For the Father’s Day article that appeared in HERE, I interviewed Dr. Warren Farrell, who said his father quit his job as CEO of some company in Europe after Warren’s mother became severely depressed and wanted to return to the US. Warren’s father was jobless and even had to work as a Fuller Brush salesman for a while before things got better. But Warren has always remembered how his father put family and his personal values before money and job security.
Be A Hero: Closely related to stand and deliver, let your kids see you doing community service, bring them along when they’re able, and realize that they will closely monitor and absorb what you do and how you do it. My father had a part-time weekend job at a delicatessen, and he always treated his customers with the utmost respect. I have never forgotten that. Everyone mattered to him.

7. Feel Passion: Make sure you have interests outside your family and work. Make sure to find activities that you truly enjoy and can devote yourself to: reading, exercising, sailing, wine collecting, woodworking, gardening, barbershop quartet singing, whatever. Do something, several things with supreme gusto and let your kids see that. They will emulate your passion, I truly believe, by finding their own as they grow.

8. Be Quiet: Sometimes we all just need to meditate or pray or go off by ourselves to regenerate, ponder, contemplate, reflect, cry, become catatonic, solve, or achieve either spiritual, emotional, or physical bliss.

9. And Finally, Sometimes You Just Have to Throw Up Your Hands and Say, “I am stumped.” Shortly after our daughter was born in 2006, 6 days after my wife had been diagnosed with breast cancer, my son and I were in line at Best Buy. There was a young girl of about nine or so in front of us in line at the register. She had on a button that read, “Girls Can Do Anything”.
Miguel looked at it and said, “Girls can’t do anything.”
“What do you mean?” I asked.
“They can’t take out their wieners and look at them,” he answered loud enough for several patrons to overhear.
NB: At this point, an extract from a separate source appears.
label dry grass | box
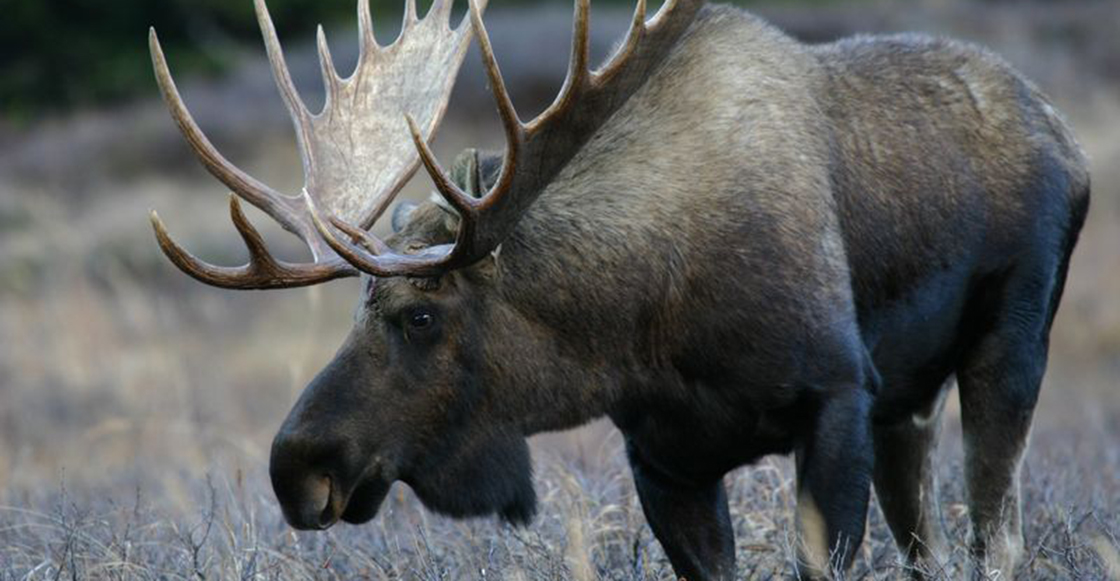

The ultimate embarrassing moment for parents, when we wonder if people nearby are convinced we are raising a serial pervert. My initial impulse was to chastise Miguel for speaking so loudly in a store, but I let it go because I was so impressed with his logic: She couldn't do anything anatomically, as Miguel rightly noted.

10. As I practiced reading to my wife the other day, our daughter ripped out a page from a library book. I raised my voice, which is pretty easy because it’s already so damn loud, and she responded as always by crying. So, in conclusion, all my parenting wisdom dissipated in that moment when I lost my temper. Therefore, in regards to everything I’ve said today, I must quote the eternal words of Saturday Night Live’s Emily Latella and say, “Never mind.”